1. Boy, José Ferrer is the total package: he acts, he sings, he dances. Sometimes I think every star at MGM at this time was required to dance for their dinners or their salaries got docked or something.

2. Early on, Ferrer duets with Rosemary Clooney, singing and dancing to the Romberg song “Mr. And Mrs.” In real life, they were really married. I love that. In Singing in the Rain, a doe-eyed female asks Donald O’Connor, Can you really get me into the movies? This ingenue was O’Connor’s real-life wife.
3. Speaking of Singing in the Rain, Deep in My Heart is like a Singing in the Rain garage sale. Debbie Reynold’s red flivver is featured in Romberg’s meet-cute with his future wife. Costumes from Singing in the Rain’s fashion show number feature prominently in Ann Miller’s solo number, “It.” Several supporting players appear in both films, most notably Douglas Fowley and Bobby Watson. I even noticed background chorus dancers that I recognized from Singing in the Rain. Clearly, I have seen Singing in the Rain one too many times, or I just love typing the words “Singing,” “In,” “The,” and “Rain.”

4. Ann Miller. (Sigh.) Ann Miller dancing. (Triple sigh.)

5. The transfer here is revelatory: razor sharp, stable, and eye-popping. Nothing else looks quite like 1950s-era (era) MGM Technicolor.
6. Deep in my Heart features the only on-screen team-up of Gene Kelly and his brother Fred. The number —“I Like to Go Swimmin’ with Wimmin’”—is full of athletic, goofy fun. The choreography and even the costumes are reminiscent of Gene Kelly’s earlier “Fit as a Fiddle” duet with Donald O’Connor in Singing in the Rain.
7. Cyd Charisse (sigh). Finally, the MGM hair and makeup department figures out the right way to present Charisse on film to best effect. (I was never a fan of her Astro Boy-meets-Bettie Page hairstyle during the “Broadway Melody” ballet in Singing in the Rain.) Charisse was beautiful and in Deep in My Heart she appears to be seven-foot-three. A former ballet dancer, Charisse always seems on the verge of kicking her dancing partners’ teeth right down their throats. I like that in a girl.

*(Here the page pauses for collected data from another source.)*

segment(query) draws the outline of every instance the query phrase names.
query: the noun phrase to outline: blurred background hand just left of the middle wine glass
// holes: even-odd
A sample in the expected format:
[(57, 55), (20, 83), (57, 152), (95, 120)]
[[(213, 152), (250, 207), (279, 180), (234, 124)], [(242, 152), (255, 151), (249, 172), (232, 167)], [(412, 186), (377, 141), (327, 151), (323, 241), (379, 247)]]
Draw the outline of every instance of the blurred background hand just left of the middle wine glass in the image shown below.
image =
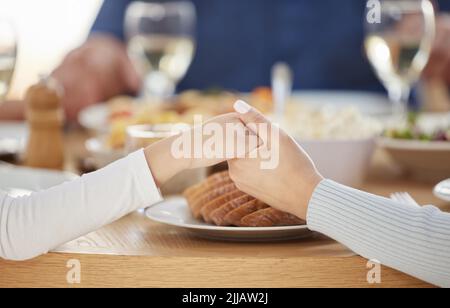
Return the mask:
[(124, 44), (106, 35), (92, 36), (69, 53), (52, 77), (64, 87), (63, 104), (69, 120), (76, 120), (86, 106), (137, 93), (141, 87)]

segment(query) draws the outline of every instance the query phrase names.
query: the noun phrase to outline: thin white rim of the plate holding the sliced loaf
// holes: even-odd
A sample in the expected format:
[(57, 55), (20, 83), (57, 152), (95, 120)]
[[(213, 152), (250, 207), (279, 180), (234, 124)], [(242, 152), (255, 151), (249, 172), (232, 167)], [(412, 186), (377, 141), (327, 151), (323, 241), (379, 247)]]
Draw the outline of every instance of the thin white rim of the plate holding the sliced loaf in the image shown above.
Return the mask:
[(183, 223), (175, 223), (168, 222), (164, 219), (159, 219), (150, 215), (151, 210), (153, 210), (157, 206), (161, 206), (162, 204), (174, 200), (183, 200), (186, 202), (186, 199), (183, 197), (170, 197), (161, 201), (157, 204), (154, 204), (147, 209), (145, 209), (145, 216), (155, 222), (162, 223), (169, 226), (175, 226), (179, 228), (191, 229), (191, 230), (204, 230), (204, 231), (231, 231), (231, 232), (277, 232), (277, 231), (297, 231), (308, 229), (308, 226), (299, 225), (299, 226), (285, 226), (285, 227), (220, 227), (214, 225), (194, 225), (194, 224), (183, 224)]

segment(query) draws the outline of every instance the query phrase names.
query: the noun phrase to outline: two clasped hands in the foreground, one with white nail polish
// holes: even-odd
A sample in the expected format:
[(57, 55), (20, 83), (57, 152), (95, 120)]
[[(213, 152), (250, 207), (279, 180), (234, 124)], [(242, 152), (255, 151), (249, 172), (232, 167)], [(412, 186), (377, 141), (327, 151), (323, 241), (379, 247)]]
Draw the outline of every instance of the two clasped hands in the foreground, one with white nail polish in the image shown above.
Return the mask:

8. Paul Stewart, the creepy butler in Citizen Kane, shows up as a far less creepy character here. Jim Backus makes an appearance; he is still a year away from playing James Deans father in Rebel Without a Cause, ten years away from playing Thurston Howell III on Gilligan's Island, and had by this time been supplying the voice of Mr. Magoo for a full five years. Walter Pidgeon (Forbidden Planet, Harry in Your Pocket) portrays the famous theatrical impresario J.J. Schubert.

9. Have I mentioned Cyd Charisse is in this?

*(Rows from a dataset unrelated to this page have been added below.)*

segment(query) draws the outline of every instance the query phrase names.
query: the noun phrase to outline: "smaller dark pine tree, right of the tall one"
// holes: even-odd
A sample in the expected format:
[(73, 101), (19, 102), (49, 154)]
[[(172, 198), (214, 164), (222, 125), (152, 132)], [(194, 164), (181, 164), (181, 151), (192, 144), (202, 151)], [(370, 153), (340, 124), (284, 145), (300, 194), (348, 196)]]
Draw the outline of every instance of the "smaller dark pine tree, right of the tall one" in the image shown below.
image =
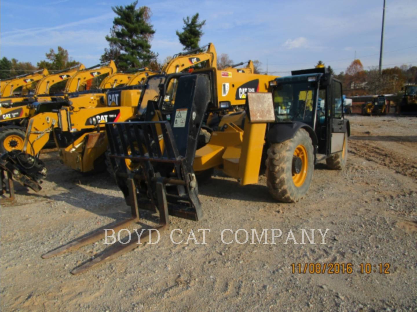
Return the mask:
[(181, 45), (184, 46), (185, 51), (193, 50), (199, 47), (201, 36), (204, 34), (201, 28), (206, 24), (206, 20), (202, 22), (198, 21), (198, 13), (194, 14), (191, 18), (183, 18), (184, 26), (183, 32), (176, 31), (178, 39)]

10. The film deals with Stromberg’s long career and continually makes the point that the popular shows Stromberg did NOT want to write were the HITS, while the pet projects that he fought for were (largely) the FLOPS. This lends a nice “meta-layer” to this MGM musical, which is itself a piece of popular, musical entertainment trying to be a hit. NOTE: Deep in My Heart was a modest hit, restoring perfect karmic balance to the universe.
I am really glad we have films like this, babies—they exist not only as offerings unto themselves, but as fascinating archival relics of the dancing, music, popular culture, studios, and so much more that was foundational to modern movies.

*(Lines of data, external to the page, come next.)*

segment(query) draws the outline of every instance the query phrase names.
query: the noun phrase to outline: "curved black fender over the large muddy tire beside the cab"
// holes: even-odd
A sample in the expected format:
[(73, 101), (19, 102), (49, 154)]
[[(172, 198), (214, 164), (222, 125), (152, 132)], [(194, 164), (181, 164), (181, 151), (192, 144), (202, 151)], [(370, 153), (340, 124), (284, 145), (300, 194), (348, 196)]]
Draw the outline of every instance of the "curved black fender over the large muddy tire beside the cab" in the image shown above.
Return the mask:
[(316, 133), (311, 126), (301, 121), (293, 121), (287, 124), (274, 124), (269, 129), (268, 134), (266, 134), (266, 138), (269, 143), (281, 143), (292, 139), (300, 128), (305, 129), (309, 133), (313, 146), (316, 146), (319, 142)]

On a related note, I would like to add, in the spirit of the upcoming holiday, that I am thankful for many things. I am thankful for the special people in my life who largely succeed in putting up with me: my wife, son, and extended family. I am thankful that I am now 309 teaching days away from retirement. I am thankful for the entire F This Movie! community, which continues to amaze, amuse, and puzzle me on a regular basis. Thank you all.


  1. Oo this sounds like a treat. I need to see more films with some of these stars like Anne Miller. I might go have a dive back into the MGM musicals!

  2. This review is wonderfully witty and spot on! You managed to say everything I ever thought about Cyd Charisse. It's April 2020 and I needed a good laugh. Thank you.

  3. ...and do not read a review for its intelligence or accuracy.